WALLACE: Well, let's talk a little about that. The big argument as you framed is it whether the Democratic bill will prevent more bail-outs as the Democrats claim or whether it will enable more bail- outs as you claim. Senator, isn't the $50 billion fund that you criticize -- and I must say, that was part of the "Washington Post" story, too. Isn't that intended to liquidate failing firms, not to prop them up?

MCCONNELL: Well on that issue as to whether or not it's a good idea to raise the money and stick that fund in there, the secretary of the Treasury, the president's own secretary of Treasury agrees with me. The "Washington Post," as I just indicated, agrees with me. It's better not to prefund, no matter how you fund it, whether it's a tax on banks or whatever it is, a fund that creates an expectation that it will be used. In addition to that --

WALLACE: What would it be used for? It would be used to liquidate, not to prop them up.

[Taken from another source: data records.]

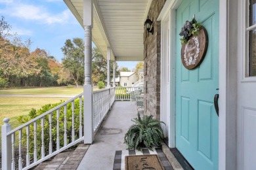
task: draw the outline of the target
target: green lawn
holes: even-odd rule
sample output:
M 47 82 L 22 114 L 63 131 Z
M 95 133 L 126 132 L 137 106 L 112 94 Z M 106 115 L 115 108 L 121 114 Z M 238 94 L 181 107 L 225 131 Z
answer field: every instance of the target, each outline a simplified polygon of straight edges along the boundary
M 95 88 L 94 90 L 97 88 Z M 30 88 L 0 90 L 0 94 L 30 94 L 30 95 L 77 95 L 83 92 L 83 88 L 68 88 L 66 87 Z M 11 119 L 12 128 L 20 125 L 16 120 L 20 115 L 27 115 L 32 108 L 40 109 L 48 103 L 55 103 L 61 99 L 67 101 L 68 97 L 1 97 L 0 96 L 0 126 L 3 119 Z
M 56 87 L 0 90 L 0 94 L 35 94 L 35 95 L 77 95 L 83 92 L 83 88 Z
M 39 109 L 41 106 L 48 103 L 55 103 L 61 99 L 68 100 L 68 98 L 60 97 L 0 97 L 0 126 L 2 126 L 3 119 L 9 118 L 12 129 L 20 125 L 16 118 L 20 115 L 27 115 L 32 108 Z

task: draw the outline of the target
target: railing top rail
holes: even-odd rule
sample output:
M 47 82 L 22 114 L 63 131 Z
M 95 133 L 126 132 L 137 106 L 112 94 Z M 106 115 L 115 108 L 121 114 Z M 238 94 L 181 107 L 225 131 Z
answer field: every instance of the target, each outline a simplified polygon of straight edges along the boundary
M 103 88 L 103 89 L 98 90 L 96 90 L 96 91 L 93 91 L 93 94 L 96 94 L 96 93 L 98 93 L 98 92 L 100 92 L 108 90 L 110 89 L 110 88 Z
M 22 125 L 22 126 L 20 126 L 18 127 L 18 128 L 16 128 L 14 129 L 13 130 L 10 131 L 9 132 L 7 133 L 7 135 L 11 135 L 11 134 L 14 133 L 15 131 L 21 129 L 22 128 L 23 128 L 27 126 L 28 125 L 30 125 L 30 124 L 31 124 L 32 123 L 33 123 L 34 122 L 37 121 L 37 120 L 39 120 L 39 119 L 43 118 L 43 117 L 47 115 L 48 114 L 49 114 L 49 113 L 51 113 L 51 112 L 53 112 L 53 111 L 55 111 L 56 110 L 57 110 L 58 109 L 60 108 L 61 107 L 67 105 L 68 103 L 70 103 L 71 101 L 72 101 L 76 99 L 77 98 L 80 97 L 82 96 L 83 95 L 83 93 L 81 93 L 81 94 L 79 94 L 79 95 L 77 95 L 74 97 L 73 98 L 72 98 L 72 99 L 68 100 L 67 101 L 65 101 L 64 103 L 62 103 L 62 104 L 60 104 L 60 105 L 59 105 L 55 107 L 54 108 L 53 108 L 53 109 L 51 109 L 50 110 L 48 110 L 48 111 L 47 111 L 46 112 L 45 112 L 45 113 L 43 113 L 43 114 L 41 114 L 41 115 L 37 116 L 36 118 L 33 118 L 33 119 L 32 119 L 32 120 L 31 120 L 30 121 L 26 122 L 26 124 L 23 124 L 23 125 Z

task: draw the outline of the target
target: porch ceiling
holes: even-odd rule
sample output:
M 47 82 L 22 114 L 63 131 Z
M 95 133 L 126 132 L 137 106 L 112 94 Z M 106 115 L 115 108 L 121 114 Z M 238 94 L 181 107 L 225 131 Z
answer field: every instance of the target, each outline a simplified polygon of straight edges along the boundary
M 64 0 L 83 28 L 83 0 Z M 106 58 L 143 61 L 143 24 L 152 0 L 94 0 L 93 41 Z

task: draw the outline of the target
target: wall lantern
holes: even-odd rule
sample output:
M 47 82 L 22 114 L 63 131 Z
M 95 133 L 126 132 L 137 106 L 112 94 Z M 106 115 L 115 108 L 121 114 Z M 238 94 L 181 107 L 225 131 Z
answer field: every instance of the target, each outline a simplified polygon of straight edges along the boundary
M 150 19 L 148 18 L 148 19 L 146 19 L 146 20 L 144 23 L 144 26 L 145 26 L 148 33 L 152 33 L 153 34 L 154 27 L 152 26 L 152 22 L 150 20 Z

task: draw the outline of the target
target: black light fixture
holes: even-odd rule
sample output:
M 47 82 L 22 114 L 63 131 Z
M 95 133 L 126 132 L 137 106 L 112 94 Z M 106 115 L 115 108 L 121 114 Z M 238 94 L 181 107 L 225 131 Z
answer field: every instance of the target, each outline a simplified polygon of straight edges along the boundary
M 152 33 L 153 34 L 154 27 L 152 26 L 152 22 L 150 20 L 150 19 L 148 18 L 148 19 L 146 19 L 145 22 L 144 23 L 144 26 L 145 26 L 148 33 Z

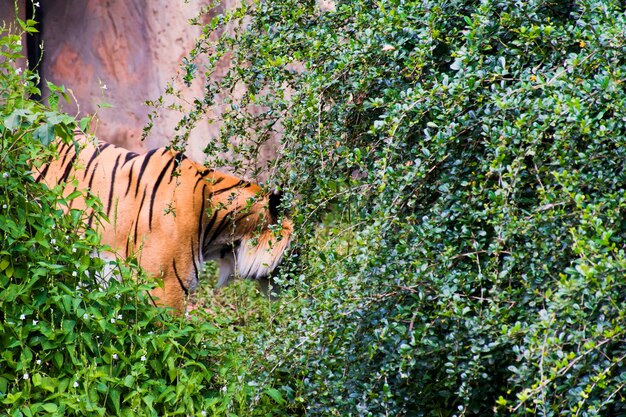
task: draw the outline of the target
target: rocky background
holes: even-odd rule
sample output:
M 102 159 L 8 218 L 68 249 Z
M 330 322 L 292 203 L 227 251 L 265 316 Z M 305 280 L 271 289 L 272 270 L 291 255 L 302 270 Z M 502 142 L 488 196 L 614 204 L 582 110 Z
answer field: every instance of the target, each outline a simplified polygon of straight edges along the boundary
M 209 0 L 20 0 L 18 8 L 40 22 L 31 44 L 43 44 L 39 72 L 44 80 L 71 91 L 70 114 L 96 114 L 98 137 L 135 151 L 167 144 L 182 113 L 163 109 L 150 134 L 142 129 L 153 110 L 146 105 L 163 95 L 168 82 L 181 85 L 180 63 L 201 28 L 189 24 Z M 225 0 L 222 9 L 235 0 Z M 219 12 L 219 10 L 215 11 Z M 15 15 L 13 0 L 1 0 L 0 19 Z M 205 17 L 209 18 L 209 17 Z M 26 42 L 24 43 L 26 45 Z M 33 51 L 30 51 L 31 53 Z M 31 56 L 30 61 L 35 59 Z M 183 106 L 202 96 L 202 77 L 185 89 Z M 46 96 L 45 83 L 43 96 Z M 102 107 L 102 103 L 112 107 Z M 183 108 L 184 111 L 184 108 Z M 211 117 L 192 132 L 187 154 L 202 161 L 202 149 L 217 136 Z

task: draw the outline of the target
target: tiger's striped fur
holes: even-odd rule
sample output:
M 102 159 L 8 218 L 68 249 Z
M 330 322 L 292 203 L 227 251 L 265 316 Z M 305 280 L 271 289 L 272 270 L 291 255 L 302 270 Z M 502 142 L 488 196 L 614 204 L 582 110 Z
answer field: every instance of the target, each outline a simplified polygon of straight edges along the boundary
M 152 293 L 159 304 L 182 311 L 204 261 L 220 261 L 219 285 L 233 273 L 267 279 L 280 262 L 292 225 L 283 219 L 270 227 L 278 222 L 274 194 L 164 148 L 138 154 L 82 135 L 76 141 L 78 153 L 75 144 L 58 142 L 59 158 L 36 179 L 100 198 L 108 222 L 91 224 L 90 216 L 88 226 L 113 249 L 109 255 L 134 255 L 163 280 Z M 85 208 L 81 198 L 71 204 Z

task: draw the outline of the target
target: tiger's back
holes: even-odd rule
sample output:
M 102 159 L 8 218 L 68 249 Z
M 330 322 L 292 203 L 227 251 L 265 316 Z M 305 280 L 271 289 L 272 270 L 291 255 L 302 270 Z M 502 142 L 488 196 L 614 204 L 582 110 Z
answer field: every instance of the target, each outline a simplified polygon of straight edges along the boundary
M 92 224 L 89 216 L 88 226 L 112 248 L 105 257 L 135 256 L 161 278 L 163 288 L 153 292 L 160 304 L 182 310 L 206 260 L 220 261 L 220 283 L 232 273 L 265 278 L 280 262 L 291 223 L 283 220 L 279 235 L 269 229 L 278 220 L 277 202 L 259 186 L 164 148 L 138 154 L 84 136 L 77 143 L 78 153 L 60 143 L 59 158 L 38 179 L 66 184 L 66 194 L 85 189 L 99 197 L 107 219 Z M 85 200 L 70 207 L 86 209 Z

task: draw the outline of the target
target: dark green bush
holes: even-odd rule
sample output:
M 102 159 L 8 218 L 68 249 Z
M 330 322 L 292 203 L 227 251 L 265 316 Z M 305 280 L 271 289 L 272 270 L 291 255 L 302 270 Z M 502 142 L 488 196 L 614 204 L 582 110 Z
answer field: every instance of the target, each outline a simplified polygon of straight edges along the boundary
M 211 106 L 209 154 L 275 134 L 297 202 L 293 291 L 240 347 L 288 401 L 251 414 L 626 413 L 624 12 L 279 0 L 205 27 L 187 81 L 232 69 L 181 138 Z

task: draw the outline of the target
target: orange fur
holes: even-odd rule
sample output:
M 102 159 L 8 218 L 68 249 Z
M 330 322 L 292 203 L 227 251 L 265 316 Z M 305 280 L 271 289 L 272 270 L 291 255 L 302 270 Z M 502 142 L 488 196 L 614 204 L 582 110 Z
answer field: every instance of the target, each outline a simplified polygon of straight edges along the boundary
M 100 198 L 108 221 L 89 226 L 115 256 L 134 255 L 163 280 L 152 293 L 159 304 L 182 311 L 204 261 L 221 261 L 220 285 L 231 273 L 265 278 L 280 262 L 292 225 L 284 219 L 279 232 L 270 230 L 278 218 L 258 185 L 164 148 L 136 154 L 85 136 L 76 141 L 78 154 L 74 144 L 58 143 L 59 158 L 40 168 L 38 180 Z M 85 202 L 71 207 L 84 209 Z

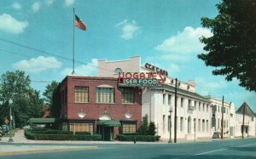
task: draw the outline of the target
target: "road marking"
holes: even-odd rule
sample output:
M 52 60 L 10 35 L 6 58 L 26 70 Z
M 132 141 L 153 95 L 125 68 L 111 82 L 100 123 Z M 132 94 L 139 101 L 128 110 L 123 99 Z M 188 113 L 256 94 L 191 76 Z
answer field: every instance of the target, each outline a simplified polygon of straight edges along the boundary
M 228 149 L 219 149 L 219 150 L 211 150 L 211 151 L 206 151 L 206 152 L 202 152 L 202 153 L 199 153 L 199 154 L 195 154 L 194 156 L 204 155 L 204 154 L 218 152 L 218 151 L 221 151 L 221 150 L 228 150 Z
M 83 147 L 71 147 L 71 148 L 55 148 L 51 150 L 23 150 L 23 151 L 3 151 L 0 152 L 0 156 L 3 155 L 14 155 L 14 154 L 27 154 L 27 153 L 43 153 L 43 152 L 55 152 L 55 151 L 66 151 L 66 150 L 96 150 L 98 146 L 83 146 Z
M 246 146 L 253 145 L 256 145 L 256 143 L 254 143 L 254 144 L 247 144 L 247 145 L 241 145 L 241 146 L 238 146 L 238 147 L 246 147 Z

MCCONNELL: It would be used in the same way that we use the TARP funds back in 2008. And, you know, that is a bad idea. What we need to do is make it virtually, if not impossible, to be too big to fail. The way you do that is enhanced capital requirements.

WALLACE: Enhanced capital requirements is in the current bill.

MCCONNELL: Not in the way that we would do it. And second, don't suggest to creditors that if you are a friend of the government, you're going to be treated better. We saw that in the General Motors deal. The government treated the unions better than it did the bondholders. We need to have creditors understand that they're likely to be treated very, very similarly to the way they would be in bankruptcy law in this country. That kind of stability, I think, is a better place to start in the Senate than this partisan Dodd bill that came out of committee without a single Republican vote.

WALLACE: And you are saying that until you get satisfaction on these issues, and it sounds like there are several issues, not just the $50 billion fund.

MCCONNELL: Yeah.

WALLACE: You're saying that until then you believe you have a solid Republican vote to keep the bill from getting to the Senate floor.

MCCONNELL: Yes, it's not ready yet. I mean, the Democrats over the weekend are arguing themselves over the derivatives portion of it, very complicated subject. The Democrats are not even in agreement on that. Chris, this is not a situation where anybody I know in the Senate wants no bill to pass. But it is important to pass a good bill.